Ciento cuarenta y cuatro piedras en el camino
Cuando simplificamos la alusión a la democracia, nos viene a la mente los dos tipos instaurados poderosamente en el imaginario colectivo: la directa y la representativa. La primera alude al modelo de la “polis” griega, en la cual los ciudadanos se reunían en la plaza o ágora a deliberar y decidir sobre los asuntos que concernían a todos. La segunda, la representativa, se materializa cuando las sociedades de occidente se hacen cada vez más complejas y surge, por consecuencia, el concepto de representación: ante la dificultad de consultar a cada ciudadano, éste elige mediante el sufragio a un representante que ha de velar por sus intereses.
A pesar de las diferencias, que pudieran parecer abismales, ambas se vertebran en torno a una característica común: la participación. El ciudadano aspira a intervenir en los procesos políticos, en las decisiones que se deriven de ellos; espera que sus demandas sean parte de esos procesos y que influyan sobre las decisiones y las acciones del gobierno. Y no sólo eso. También espera ejercer vigilancia y control sobre el actuar general de quienes le representan y gobiernan.
Cualquier decisión o actuación que cercene esa participación, es un vulgar atentado en contra de la democracia.
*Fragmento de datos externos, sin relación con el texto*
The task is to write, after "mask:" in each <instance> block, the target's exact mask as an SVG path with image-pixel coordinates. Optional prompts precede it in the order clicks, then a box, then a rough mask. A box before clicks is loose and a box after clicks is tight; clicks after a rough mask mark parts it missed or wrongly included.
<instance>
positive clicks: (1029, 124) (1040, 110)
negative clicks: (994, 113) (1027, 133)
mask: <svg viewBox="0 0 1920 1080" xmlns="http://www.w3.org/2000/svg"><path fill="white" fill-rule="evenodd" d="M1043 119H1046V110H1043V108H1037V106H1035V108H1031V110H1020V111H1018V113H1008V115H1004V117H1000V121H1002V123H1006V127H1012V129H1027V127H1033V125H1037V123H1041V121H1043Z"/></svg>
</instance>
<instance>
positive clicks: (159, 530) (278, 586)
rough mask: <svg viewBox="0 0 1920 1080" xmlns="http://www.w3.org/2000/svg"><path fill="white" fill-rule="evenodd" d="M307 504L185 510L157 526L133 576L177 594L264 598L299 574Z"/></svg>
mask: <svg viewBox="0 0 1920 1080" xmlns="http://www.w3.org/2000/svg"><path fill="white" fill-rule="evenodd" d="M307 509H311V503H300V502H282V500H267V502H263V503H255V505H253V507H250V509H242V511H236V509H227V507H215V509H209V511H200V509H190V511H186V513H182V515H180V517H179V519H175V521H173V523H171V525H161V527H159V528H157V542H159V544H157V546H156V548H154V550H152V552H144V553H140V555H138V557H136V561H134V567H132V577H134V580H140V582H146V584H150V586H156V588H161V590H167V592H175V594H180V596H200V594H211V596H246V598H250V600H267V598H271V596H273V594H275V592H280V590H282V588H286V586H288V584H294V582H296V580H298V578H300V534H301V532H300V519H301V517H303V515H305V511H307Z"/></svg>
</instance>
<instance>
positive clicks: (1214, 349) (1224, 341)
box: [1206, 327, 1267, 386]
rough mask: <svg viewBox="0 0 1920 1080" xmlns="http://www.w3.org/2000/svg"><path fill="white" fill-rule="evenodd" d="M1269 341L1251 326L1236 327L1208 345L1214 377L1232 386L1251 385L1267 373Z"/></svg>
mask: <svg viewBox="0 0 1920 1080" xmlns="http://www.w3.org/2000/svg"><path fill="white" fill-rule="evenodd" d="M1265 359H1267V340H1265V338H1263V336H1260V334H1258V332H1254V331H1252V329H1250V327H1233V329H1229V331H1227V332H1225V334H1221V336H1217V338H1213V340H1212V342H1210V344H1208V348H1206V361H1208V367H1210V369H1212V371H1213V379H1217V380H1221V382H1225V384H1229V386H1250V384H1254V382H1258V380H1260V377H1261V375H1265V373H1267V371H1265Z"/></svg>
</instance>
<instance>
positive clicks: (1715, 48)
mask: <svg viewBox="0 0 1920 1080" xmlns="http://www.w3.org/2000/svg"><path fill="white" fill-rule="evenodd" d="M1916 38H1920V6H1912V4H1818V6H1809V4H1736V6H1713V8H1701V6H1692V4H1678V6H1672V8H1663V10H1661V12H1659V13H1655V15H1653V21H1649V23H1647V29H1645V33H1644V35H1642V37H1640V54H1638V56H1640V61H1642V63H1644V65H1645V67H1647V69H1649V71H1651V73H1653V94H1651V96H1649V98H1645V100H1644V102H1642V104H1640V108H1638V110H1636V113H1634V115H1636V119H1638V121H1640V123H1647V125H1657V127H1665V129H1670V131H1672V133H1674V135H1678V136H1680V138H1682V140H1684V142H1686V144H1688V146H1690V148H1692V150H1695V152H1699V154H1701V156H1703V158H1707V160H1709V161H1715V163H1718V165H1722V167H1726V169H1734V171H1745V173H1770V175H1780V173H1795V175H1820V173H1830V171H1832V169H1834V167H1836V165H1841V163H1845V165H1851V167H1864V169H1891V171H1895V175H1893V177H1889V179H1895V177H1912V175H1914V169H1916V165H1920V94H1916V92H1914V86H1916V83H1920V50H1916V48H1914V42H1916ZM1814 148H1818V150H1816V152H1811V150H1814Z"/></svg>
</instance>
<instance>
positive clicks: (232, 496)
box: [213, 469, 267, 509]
Y mal puede autoproclamarse como democrático, un partido que ponga límites a la participación de sus agremiados, cuyas aspiraciones son de tanto valor y merecen el mismo respeto que la de cualquiera de sus figuras “dirigentes”. Con todo el poderío estatal a su disposición, si no respetan los procesos electorales internos de su agrupación política, ¿de qué otros exabruptos serán capaces con tal de mantenerse en el poder?